1947 Marcel Thourel dans le Tarn
Après Pérec je suis toujours dans les livres et je retombe sur celui-ci de Thourel (plus de 50 euros sur internet !). Je retrouve la dédicace émouvante, la liste des souscripteurs qui constituent une belle famille sur Montauban et je retiens ce passage du bouquiniste dans le Tarn. Je rappelle juste qu'en 1945 l'ouvrier boulanger qu'il avait été avant la guerre a décidé, avec rien, de devenir bouquiniste et grâce à Dominique Porté dont la thèse est sur internet on a ce beau témoignage. Jean-Paul Damaggio
P.S. Sur la photo on a l'outil qu'il avait inventé au début mais ce n'est pas lui qui est sur la photo
Texte de Marcel Thourel
[nous sommes en 1947 et Marcel tente une nouvelle expérience]
Mon choix s’était porté sur le département du Tarn, en raison de la proximité, mais surtout parce qu’il comptait quelques grandes villes importantes susceptibles de fournir une clientèle potentielle. Enfin la chance voulait que les marchés hebdomadaires de ces villes se suivent sans interruption sur quatre jours de la semaine. Nous quittions Montauban le jeudi matin pour nous installer pour ja journée sur le marché de Graulhet, ville de 14 000 habitants dont la mégisserie constitue l’activité essentielle. Une clientèle intéressante. de nombreux livres donnés en location pour la semaine, et d'autres clients, fonctionnaires ou cadres, prenant plaisir à venir bouquiner en achetant au hasard de leur découverte. Je me souviens d'un poète, dont l’œuvre révélait un certain talent, qui ne manquait jamais notre passage dans sa ville. Autre particularité de cette ville, une étrange odeur, conséquence de son industrie, qui, certains jours, était assez désagréable, mais de laquelle les indigènes semblaient s’accommoder.

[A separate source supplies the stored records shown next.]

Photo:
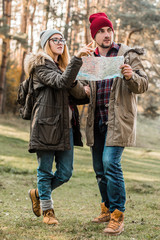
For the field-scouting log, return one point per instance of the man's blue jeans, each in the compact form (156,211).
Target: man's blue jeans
(47,181)
(107,166)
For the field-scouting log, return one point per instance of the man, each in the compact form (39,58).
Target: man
(111,123)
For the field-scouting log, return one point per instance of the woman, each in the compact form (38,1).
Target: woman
(53,118)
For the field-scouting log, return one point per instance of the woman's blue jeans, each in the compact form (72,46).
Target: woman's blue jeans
(107,166)
(47,181)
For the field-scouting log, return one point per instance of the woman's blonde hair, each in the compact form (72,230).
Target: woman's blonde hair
(63,59)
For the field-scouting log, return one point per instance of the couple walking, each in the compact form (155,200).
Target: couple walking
(111,123)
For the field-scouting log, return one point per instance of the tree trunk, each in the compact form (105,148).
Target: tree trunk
(86,22)
(127,40)
(5,53)
(68,17)
(31,23)
(46,13)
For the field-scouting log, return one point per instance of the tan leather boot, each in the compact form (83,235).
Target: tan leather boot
(33,194)
(116,223)
(104,215)
(49,217)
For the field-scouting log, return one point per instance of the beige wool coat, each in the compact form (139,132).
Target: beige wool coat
(49,129)
(122,107)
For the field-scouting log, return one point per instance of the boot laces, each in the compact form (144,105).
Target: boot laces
(113,224)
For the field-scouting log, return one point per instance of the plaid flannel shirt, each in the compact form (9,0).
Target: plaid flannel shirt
(104,88)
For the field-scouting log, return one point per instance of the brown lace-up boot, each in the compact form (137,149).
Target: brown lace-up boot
(49,217)
(104,215)
(116,223)
(33,194)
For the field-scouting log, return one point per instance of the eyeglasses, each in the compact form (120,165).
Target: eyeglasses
(57,41)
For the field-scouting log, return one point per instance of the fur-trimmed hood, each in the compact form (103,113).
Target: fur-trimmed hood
(32,60)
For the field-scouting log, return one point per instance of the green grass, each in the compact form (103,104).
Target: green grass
(77,202)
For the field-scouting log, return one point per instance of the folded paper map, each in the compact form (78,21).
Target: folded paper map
(100,68)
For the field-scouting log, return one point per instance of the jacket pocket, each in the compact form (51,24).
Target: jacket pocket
(49,130)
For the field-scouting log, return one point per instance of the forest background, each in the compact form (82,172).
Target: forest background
(136,23)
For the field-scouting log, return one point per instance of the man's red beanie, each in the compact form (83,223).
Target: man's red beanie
(99,20)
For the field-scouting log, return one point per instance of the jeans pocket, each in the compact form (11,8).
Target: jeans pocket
(49,130)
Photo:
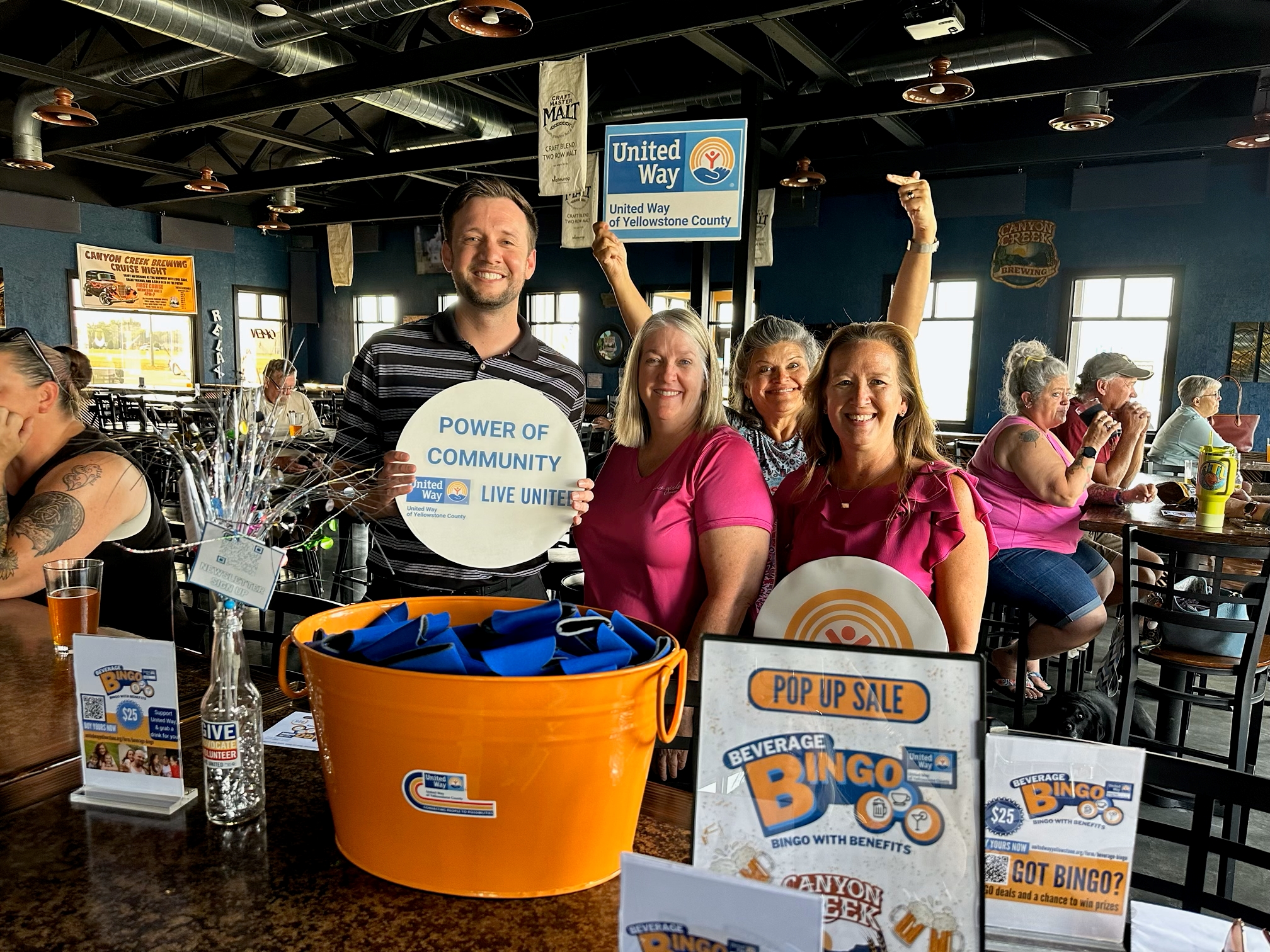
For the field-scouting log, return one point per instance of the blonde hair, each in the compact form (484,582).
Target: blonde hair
(915,431)
(630,422)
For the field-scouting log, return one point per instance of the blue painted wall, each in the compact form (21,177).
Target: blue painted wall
(36,262)
(836,272)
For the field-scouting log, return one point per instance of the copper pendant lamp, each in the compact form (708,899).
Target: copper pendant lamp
(1257,136)
(273,224)
(941,86)
(492,18)
(206,183)
(64,111)
(804,176)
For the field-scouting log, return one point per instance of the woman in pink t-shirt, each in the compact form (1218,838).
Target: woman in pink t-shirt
(680,527)
(876,484)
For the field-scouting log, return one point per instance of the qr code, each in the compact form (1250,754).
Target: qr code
(93,707)
(241,555)
(996,867)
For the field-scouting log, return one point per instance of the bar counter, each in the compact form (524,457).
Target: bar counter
(89,879)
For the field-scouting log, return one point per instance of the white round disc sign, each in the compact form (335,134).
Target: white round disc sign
(851,601)
(495,462)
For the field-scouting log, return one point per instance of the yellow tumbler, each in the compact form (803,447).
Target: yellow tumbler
(1215,483)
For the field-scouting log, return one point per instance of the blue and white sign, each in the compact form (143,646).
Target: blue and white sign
(675,181)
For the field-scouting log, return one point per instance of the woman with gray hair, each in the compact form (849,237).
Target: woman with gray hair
(680,528)
(1191,428)
(1037,489)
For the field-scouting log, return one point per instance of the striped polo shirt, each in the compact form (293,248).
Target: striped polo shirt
(392,376)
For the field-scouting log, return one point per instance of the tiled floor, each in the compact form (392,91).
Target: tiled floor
(1210,730)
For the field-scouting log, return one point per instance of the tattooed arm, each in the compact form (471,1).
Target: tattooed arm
(75,507)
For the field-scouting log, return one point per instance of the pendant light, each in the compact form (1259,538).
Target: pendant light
(64,111)
(941,86)
(273,224)
(1084,111)
(804,176)
(487,18)
(206,183)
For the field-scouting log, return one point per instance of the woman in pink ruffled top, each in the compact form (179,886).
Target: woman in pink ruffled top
(876,484)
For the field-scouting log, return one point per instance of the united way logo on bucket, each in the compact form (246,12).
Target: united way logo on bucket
(446,794)
(711,161)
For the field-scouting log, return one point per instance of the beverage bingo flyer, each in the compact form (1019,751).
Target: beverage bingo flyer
(126,700)
(1061,818)
(849,772)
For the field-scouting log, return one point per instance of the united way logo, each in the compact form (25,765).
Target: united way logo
(711,161)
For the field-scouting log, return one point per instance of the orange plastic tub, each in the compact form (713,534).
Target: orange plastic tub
(500,787)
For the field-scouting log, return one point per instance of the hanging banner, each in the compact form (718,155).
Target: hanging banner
(851,601)
(563,127)
(675,181)
(1061,820)
(131,281)
(130,728)
(849,772)
(581,210)
(1025,256)
(497,463)
(764,227)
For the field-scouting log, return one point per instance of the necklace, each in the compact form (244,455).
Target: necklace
(847,506)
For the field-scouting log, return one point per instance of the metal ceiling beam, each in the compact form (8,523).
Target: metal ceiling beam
(1114,142)
(729,57)
(583,32)
(1165,62)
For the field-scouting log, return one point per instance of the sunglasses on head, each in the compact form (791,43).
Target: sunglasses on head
(11,334)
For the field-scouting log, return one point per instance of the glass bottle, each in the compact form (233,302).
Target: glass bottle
(232,725)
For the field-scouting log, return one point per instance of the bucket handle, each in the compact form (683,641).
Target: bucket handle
(282,671)
(680,660)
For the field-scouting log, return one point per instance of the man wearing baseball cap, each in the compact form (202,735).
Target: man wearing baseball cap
(1110,380)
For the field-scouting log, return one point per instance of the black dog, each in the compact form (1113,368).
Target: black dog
(1087,715)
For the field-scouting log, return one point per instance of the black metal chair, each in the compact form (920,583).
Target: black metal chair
(1206,783)
(1184,673)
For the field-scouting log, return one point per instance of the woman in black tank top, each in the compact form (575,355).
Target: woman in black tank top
(67,489)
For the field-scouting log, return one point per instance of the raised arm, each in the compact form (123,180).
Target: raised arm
(913,282)
(611,256)
(74,508)
(1025,452)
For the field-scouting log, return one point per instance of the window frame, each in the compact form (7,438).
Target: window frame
(196,333)
(1167,373)
(972,404)
(235,290)
(556,291)
(358,323)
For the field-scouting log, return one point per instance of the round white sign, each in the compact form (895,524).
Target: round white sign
(496,463)
(851,601)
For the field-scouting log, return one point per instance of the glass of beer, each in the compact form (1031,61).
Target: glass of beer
(72,588)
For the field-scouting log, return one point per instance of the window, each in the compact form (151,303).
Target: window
(554,320)
(262,332)
(1131,315)
(945,349)
(130,347)
(374,312)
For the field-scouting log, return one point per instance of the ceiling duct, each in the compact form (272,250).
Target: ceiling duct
(229,28)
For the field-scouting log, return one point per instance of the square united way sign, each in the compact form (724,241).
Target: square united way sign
(675,181)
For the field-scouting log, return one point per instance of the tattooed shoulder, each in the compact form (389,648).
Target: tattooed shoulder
(49,519)
(82,475)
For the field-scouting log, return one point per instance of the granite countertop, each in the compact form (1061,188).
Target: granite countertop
(94,880)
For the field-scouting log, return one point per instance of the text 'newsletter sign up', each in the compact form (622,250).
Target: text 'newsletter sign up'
(675,181)
(496,466)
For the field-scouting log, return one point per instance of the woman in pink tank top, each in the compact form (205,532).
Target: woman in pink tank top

Nous quittions Graulhet à la fin du marché, vers 17 heures, pour rejoindre Carmaux. Nous passions la soirée et la nuit à une dizaine de kilomètres de cette ville, sur un emplacement aménagé en bordure de la route. A la bonne saison, nous préparions le repas sur place, composé essentiellement de conserves, mises à réchauffer au bain-marie dans l’eau retirée du radiateur.
Le matin, de bonne heure, nous nous installions à notre emplacement habituel sur la place Jean-Jaurès. Le bassin minier étant à ce moment en pleine exploitation, nous faisions dans cette ville de bonnes recettes. Si je n’ai acheté qu’une seule bibliothèque, d’un contenu moyen, dans les environs, par contre, mon passage à Carmaux m’a permis de connaître un homme de grande érudition : Monsieur Naves, avec qui je suis resté très longtemps en relation. Autre conséquence des relations établies : bien des années après, j’ai pu acquérir les archives du conventionnel J.-P. Pezous qui figurèrent pendant un temps en annexe de mes catalogues. Le soir, nous prenions la route de Castres où nous campions, dans les mêmes conditions que la veille, aux approches de cette ville industrielle aussi importante, sinon plus, que le chef-lieu du département.
Nous placions notre « bibliobus » sur la place Carnot. Très bon emplacement visible de loin, de nombreux et fidèles clients, en particulier un prêtre de la région, très populaire dans le monde du rugby. Le soir, repas au restaurant sur une placette où nous passions la nuit dans le camion.
Le dimanche matin, nous prenions place sur le large trottoir devant une banque de Mazamet.
Cité de 15 000 habitants considérée comme le centre mondial du délainage, ville riche qui, disait-on, était la deuxième après Paris pour le volume de son chiffre d’affaires. Mais était-ce vrai ou exagéré ? Tant il est vrai qu’on a l’habitude de « ne prêter qu’aux riches ».
A cette époque, l’argent ne semblait pas manquer, les livres non plus. Outre les bonnes recettes, d'excellentes relations entretenues par la suite me permirent, ici comme ailleurs, grâce à notre passage régulier pendant deux années, de glaner pas mal de livres et quelques bonnes bibliothèques sur l’ensemble du département. Je ne citerai pour mémoire que l’acquisition, dans le Tarn, de la collection complète de L’ami du peuple de Marat, dans sa reliure d’époque. Nul doute que si l’ami Michel Bernstein (dont il sera question plus loin) lit ces lignes, elles lui rappelleront quelques souvenirs heureux.
Rentré à Montauban, il ne me restait que les trois premiers jours de la semaine pour m’occuper du reste de mes affaires, notamment de mes catalogues de publication mensuelle, et recevoir des clients au local commercial aménagé, rue de la Comédie. Ne pouvant tout mener de front, malgré un travail harassant de 12 à 14 heures par jour, je dus rapidement procéder à un allégement.